I generate N1 numbers from uniform distribution using numpy python package from a certain interval e.g., [low,high] and combine with some non-uniform numbers from the same interval which can be repeated

Because I have only 54 unique predefined numbers between [low,high] and pull out numbers from this data which are not generate from any uniform distribution. They are generate from some chaotic map.

Now, I test the uniformity of this resultant data:

data = np.concatenate((nonuniform_data, np.random.uniform(low, high, [N1])))
_stats, p = scipy_stats.kstest(data, scipy_stats.uniform(loc=low, scale=high - low).cdf)
# p -> 0.5287917616633173

And the p-value is always between 0-1 as expected. But to guarantee the null hypothesis (the mixed data follow or come from uniform distribution) this answer suggest to check "do the p-values come from a uniform distribution?"

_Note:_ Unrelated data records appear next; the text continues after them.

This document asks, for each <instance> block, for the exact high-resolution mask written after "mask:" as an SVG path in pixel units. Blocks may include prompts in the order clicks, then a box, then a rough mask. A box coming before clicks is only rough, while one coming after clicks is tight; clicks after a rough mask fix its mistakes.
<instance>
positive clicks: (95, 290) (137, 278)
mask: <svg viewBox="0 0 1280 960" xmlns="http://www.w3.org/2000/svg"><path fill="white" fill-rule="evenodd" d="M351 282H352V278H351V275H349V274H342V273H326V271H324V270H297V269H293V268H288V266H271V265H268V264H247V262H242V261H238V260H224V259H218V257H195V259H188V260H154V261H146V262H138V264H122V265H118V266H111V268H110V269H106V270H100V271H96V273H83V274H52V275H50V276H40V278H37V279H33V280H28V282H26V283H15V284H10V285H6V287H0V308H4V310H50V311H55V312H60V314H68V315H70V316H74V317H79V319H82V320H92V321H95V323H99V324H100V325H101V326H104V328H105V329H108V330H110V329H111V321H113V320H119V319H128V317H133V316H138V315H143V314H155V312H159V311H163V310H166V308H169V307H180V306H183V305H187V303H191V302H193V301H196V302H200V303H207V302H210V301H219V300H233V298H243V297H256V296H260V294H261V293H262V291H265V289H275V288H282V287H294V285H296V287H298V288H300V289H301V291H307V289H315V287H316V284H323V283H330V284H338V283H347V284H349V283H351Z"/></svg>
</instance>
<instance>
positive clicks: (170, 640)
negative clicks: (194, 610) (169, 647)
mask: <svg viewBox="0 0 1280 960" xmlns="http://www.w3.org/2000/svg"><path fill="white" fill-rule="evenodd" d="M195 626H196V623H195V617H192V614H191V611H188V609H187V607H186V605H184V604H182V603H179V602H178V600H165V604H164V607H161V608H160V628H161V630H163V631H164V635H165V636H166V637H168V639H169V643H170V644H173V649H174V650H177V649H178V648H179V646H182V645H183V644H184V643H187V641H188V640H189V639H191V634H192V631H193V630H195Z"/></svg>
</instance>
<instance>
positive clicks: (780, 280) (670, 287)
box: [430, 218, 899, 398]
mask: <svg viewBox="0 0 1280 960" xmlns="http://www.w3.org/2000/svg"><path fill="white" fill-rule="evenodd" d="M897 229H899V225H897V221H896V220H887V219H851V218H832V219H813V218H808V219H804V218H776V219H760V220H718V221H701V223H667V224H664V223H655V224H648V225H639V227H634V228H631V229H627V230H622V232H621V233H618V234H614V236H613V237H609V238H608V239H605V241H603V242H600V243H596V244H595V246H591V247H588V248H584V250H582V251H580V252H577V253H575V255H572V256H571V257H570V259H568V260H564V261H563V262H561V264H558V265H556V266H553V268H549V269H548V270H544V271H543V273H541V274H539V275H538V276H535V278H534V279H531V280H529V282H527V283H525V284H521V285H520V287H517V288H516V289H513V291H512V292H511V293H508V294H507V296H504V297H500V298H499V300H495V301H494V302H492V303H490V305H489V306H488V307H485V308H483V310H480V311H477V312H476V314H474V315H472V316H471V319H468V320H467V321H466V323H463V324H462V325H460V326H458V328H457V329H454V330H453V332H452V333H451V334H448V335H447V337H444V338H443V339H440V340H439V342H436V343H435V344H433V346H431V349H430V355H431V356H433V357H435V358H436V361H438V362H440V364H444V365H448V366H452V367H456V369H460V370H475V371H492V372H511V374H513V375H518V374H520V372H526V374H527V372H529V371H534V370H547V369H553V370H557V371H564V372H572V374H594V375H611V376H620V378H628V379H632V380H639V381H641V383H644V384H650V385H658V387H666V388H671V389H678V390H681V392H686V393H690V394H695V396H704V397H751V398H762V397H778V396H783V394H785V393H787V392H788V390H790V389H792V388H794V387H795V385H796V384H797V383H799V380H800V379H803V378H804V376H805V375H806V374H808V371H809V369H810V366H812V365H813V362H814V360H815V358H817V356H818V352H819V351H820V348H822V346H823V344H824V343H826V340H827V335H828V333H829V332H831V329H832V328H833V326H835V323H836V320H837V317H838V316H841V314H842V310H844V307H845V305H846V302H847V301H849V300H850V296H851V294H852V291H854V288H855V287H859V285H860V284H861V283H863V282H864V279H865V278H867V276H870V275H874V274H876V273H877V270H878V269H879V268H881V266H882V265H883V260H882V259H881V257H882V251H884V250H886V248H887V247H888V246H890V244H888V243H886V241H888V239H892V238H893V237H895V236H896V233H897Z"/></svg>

I run the kstest (Kolmogorov–Smirnov test) for 2000 times to get p-values and plot the p-values:

which seems quite uniform,

_stats, p = scipy_stats.kstest(p_values, scipy_stats.uniform(loc=0, scale=1).cdf)
# p -> 6.80874492574208e-07

But to guarantee the uniformity of this mixture data the p-values itself should be uniform distribution on [0,1] every time. Hence, change the mixture number N1 and apply kstest for different values of N1. Running the test for different N1 values with default significance level 0.1 using this code:

$$ \begin{array} {|r|r|} \style{font-family:inherit}{\text{KS test for p-values}} & \style{font-family:inherit}{\text{# of non-uniform data}} & \style{font-family:inherit}{\text{# of uniform data}}\\ \hline (0.5858507235230785, True) & 50 & 2450 \\ \hline (0.936998704584743, True) &100 & 9900 \\ \hline (0.416989754218446, True) & 150 & 22350 \\ \hline (0.05388683955413753, False) & 200 & 39800 \\ \hline (0.02358711070174885, False) & 250 & 62250 \\ \hline (0.1055808992463183, True) & 300& 89700 \\ \hline (0.008437370587141033, False)& 350& 122150 \\ \hline (0.0017850674918899055, False)& 400 & 159600 \\ \hline (0.0004156878457119884, False)& 450& 202050 \\ \hline (0.001655399708003342, False)& 500 & 249500 \\ \hline (0.00036075938599595237, False)& 550& 301950 \\ \hline (0.0014847547840858462, False) & 600& 359400 \\ \hline (0.00039739769639024827, False)& 650& 421850 \\ \hline (0.0002500280144076814, False)& 700& 489300 \\ \hline (9.236813390614254e^{-05}, False)& 750& 561750 \\ \hline (1.8224958240829835e^{-05}, False) & 800 & 639200 \\ \hline (6.3006801226360525e^{-06}, False) & 850& 721650 \\ \hline (2.7592718787751226e^{-06}, False)& 900& 809100 \\ \hline (2.46888962111129e^{-07}, False) &950& 901550 \\ \hline (1.739925789055794e^{-07}, False)& 1000 &999000\\ \hline \end{array} $$

I was wondering, why the p_values not pass the kstest. As I increase the uniform data compare to non-uniform data in every case. Is there any ratio rule $\left(\frac{\text{non-uniform data}}{\text{uniform data}}\right)$ which can guarantee the mixture data is always pass the uniformity test or seem generated from uniform distribution?